Unter Verweis auf die Mitwirkungspflicht des BF (vgl. VwGH 26.02.2009, 2007/09/0105 und 16.04.2009, 2006/11/0227), und den Umstand, dass ein allfälliges Schweigen der BF von der belangten Behörde bewertend in deren Entscheidung eingebunden (vgl. VwGH 11.06.1991, 90/07/0166; 22.2.1994, 92/04/0249; 21.03.1995, 93/08/0098; 27.06.1997, 96/19/0256; 16.10.2001, 99/09/0260; 22.12.2009, 2007/08/0323) werden kann ohne dieser die Pflicht aufzuerlegen, die BF bei der Sachverhaltsfeststellung neuerlich einzubeziehen, (vgl. VwGH 17.02.1994, 92/16/0090; 27.01.2011, 2008/09/0189), kann kein Verfahrensmangel im Verfahren vor der belangten Behörde erkannt werden. Letztlich wurde der BF auch die Möglichkeit geboten im Rahmen einer mündlichen Verhandlung vor dem BVwG sich neuerlich zur Sache zu äußern und ihre Interessen zu vertreten. Die BF kam der ihrer damals noch bevollmächtigten RV zugestellten Ladung zur Verhandlung jedoch nicht nach. Wie polizeibehördliche Ermittlungen im Februar 2020 ergaben, war die BF und deren Ehemann trotz aufrechter Meldung in Österreich seit Juni/Juli 2019 nicht mehr an ihrer Meldeadresse wohnhaft. Trotz erfolgter Wohnsitzaufgabe unterließ es die BF jedoch das BFA und das BVwG, trotz Kenntnis über ein anhängiges Verfahren, über die Wohnsitzänderung in Kenntnis zu setzen. Bis dato wurde seitens der BF keine entsprechende Meldung vorgenommen, und ist ihr aktueller Aufenthalt nicht festzustellen. Von einer Mitwirkung im gegenständlichen Beschwerdeverfahren seitens der BF kann sohin keinesfalls gesprochen werden.
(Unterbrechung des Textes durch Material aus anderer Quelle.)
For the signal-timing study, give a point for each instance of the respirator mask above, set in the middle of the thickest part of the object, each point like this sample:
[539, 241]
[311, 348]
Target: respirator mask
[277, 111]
Insofern die BF in der gegenständlichen Beschwerde vorbringt mit ihrem Ehemann keine Aufenthaltsehe zu führen, ist ihr entgegenzuhalten, derentwegen verurteilt worden zu sein. Zudem ist die besagte Ehe von einem österreichischen Gericht aufgrund des Umstandes eine Aufenthaltsehe eingegangen zu seinfür nichtig erklärt worden. Die besagten Urteile sind jeweils in Rechtskraft erwachsen und schließt sich das erkennende Gericht diesen vollinhaltlich an. Der BF wäre es offengestanden gegen ihre Strafurteil mit Rechtsmittel vorzugehen, was sie jedoch nicht getan hat. Im Falle des Umstandes, dass die BF das ihr zur Last gelegte Vergehen nicht begangen hätte, wäre der Logik folgend, davon auszugehen gewesen, dass sie mit einem Rechtsmittel gegen dieses vorgegangen wäre. Das Unterlassen das besagte Urteil zu bekämpfen legt sohin nahe, dass die BF die Straftat begangen hat und eine Aufenthaltsehe eingegangen ist.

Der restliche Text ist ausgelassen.